Das ist ein Sühnekreuz, es steht an der Bundesstraße 198 in der Uckermark, in der Nähe von Prenzlau.
Sühnekreuze sind Steinkreuze, die im Mittelalter im Zusammenhang mit einem Richterspruch, gemeinhin handelte es sich um Mord, vom Täter aufgestellt wurden, um seine Tat zu sühnen.
Sühnekreuze sind nonverbal, zeigen aber häufig die Waffe, mit der gemeuchelt wurde. Auf dem hier dargestellten Sühnekreuz ist zentral in einem Kreis eine Hand dargestellt.

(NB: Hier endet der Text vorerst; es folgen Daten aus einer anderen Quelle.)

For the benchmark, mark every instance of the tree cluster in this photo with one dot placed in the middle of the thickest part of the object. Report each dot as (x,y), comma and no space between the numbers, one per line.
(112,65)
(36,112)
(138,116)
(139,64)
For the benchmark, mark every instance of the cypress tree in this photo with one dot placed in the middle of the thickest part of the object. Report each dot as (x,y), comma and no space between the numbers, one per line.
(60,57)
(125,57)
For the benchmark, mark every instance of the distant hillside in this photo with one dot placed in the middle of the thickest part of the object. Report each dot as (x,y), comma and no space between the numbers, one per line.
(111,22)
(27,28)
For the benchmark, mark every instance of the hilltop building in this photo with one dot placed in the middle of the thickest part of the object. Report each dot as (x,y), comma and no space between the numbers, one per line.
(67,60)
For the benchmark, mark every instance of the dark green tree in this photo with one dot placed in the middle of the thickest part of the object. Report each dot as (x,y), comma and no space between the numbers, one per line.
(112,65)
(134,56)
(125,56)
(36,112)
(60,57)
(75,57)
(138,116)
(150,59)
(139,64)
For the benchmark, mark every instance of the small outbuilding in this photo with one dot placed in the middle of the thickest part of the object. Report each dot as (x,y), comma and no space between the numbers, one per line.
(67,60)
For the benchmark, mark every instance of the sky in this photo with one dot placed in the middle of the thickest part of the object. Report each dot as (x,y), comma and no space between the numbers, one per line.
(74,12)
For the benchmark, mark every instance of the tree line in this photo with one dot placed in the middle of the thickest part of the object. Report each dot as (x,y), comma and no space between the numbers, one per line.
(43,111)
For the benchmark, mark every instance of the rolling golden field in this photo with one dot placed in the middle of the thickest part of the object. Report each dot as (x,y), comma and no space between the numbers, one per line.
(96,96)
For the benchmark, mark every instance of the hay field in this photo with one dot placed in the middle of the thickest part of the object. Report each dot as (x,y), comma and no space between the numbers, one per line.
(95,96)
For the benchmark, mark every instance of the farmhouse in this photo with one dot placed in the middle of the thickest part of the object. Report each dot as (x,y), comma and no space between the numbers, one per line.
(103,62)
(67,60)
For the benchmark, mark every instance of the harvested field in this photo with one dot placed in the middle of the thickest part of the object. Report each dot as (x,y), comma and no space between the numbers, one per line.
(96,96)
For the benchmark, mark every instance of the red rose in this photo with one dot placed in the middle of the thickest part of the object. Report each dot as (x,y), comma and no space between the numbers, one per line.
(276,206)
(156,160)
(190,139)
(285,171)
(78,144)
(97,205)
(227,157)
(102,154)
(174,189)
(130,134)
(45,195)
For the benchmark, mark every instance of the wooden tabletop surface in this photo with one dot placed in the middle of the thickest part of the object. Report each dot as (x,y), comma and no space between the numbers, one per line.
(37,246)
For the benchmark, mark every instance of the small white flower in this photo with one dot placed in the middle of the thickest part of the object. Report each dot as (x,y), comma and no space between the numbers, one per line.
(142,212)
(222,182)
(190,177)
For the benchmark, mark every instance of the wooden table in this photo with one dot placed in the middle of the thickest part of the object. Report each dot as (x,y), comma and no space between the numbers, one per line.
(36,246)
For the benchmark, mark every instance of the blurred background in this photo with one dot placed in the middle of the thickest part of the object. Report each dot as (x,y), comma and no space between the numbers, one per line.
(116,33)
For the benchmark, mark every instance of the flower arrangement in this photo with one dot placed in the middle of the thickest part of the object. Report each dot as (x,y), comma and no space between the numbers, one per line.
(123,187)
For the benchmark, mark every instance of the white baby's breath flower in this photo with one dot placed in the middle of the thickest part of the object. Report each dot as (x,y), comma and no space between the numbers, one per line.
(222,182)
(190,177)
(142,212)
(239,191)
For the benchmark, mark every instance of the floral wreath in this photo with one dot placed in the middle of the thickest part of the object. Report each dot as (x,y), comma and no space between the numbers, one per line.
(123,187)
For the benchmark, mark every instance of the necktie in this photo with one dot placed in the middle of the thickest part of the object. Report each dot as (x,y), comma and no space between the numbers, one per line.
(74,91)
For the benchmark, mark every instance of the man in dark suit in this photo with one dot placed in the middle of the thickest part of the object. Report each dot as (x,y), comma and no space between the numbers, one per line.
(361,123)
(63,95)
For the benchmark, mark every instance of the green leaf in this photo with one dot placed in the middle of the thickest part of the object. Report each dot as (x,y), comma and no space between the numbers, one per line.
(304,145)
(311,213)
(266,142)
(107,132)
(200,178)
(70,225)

Eine der Sagen für das hier dargestellte Sühnekreuz berichtet, dass es drei Brüder gab, von denen einer ein Kaufmann war, die anderen zwei Wegelagerer. Als der Kaufmann zur Mühle ritt, wurde er in der Nähe einer Kiesgrube überfallen. Im Kampf tötete er den Räuber, bevor dieser flüchten konnte. Auf seinem Rückweg wurde er ein zweites Mal überfallen und wieder konnte er den Räuber tödlich überwältigen. Bevor dieser starb hauchte dieser: „Zweifacher Brudermörder!“ In diesem Augenblick begriff der Kaufmann, dass er seine Brüder getötet hatte. Zum Zeichen seiner Sühne errichtete er das oben dargestellte Kreuz.
Als ich gestern an diesem Sühnekreuz vorbei fuhr, nahm ich eine Papiertüte davor wahr.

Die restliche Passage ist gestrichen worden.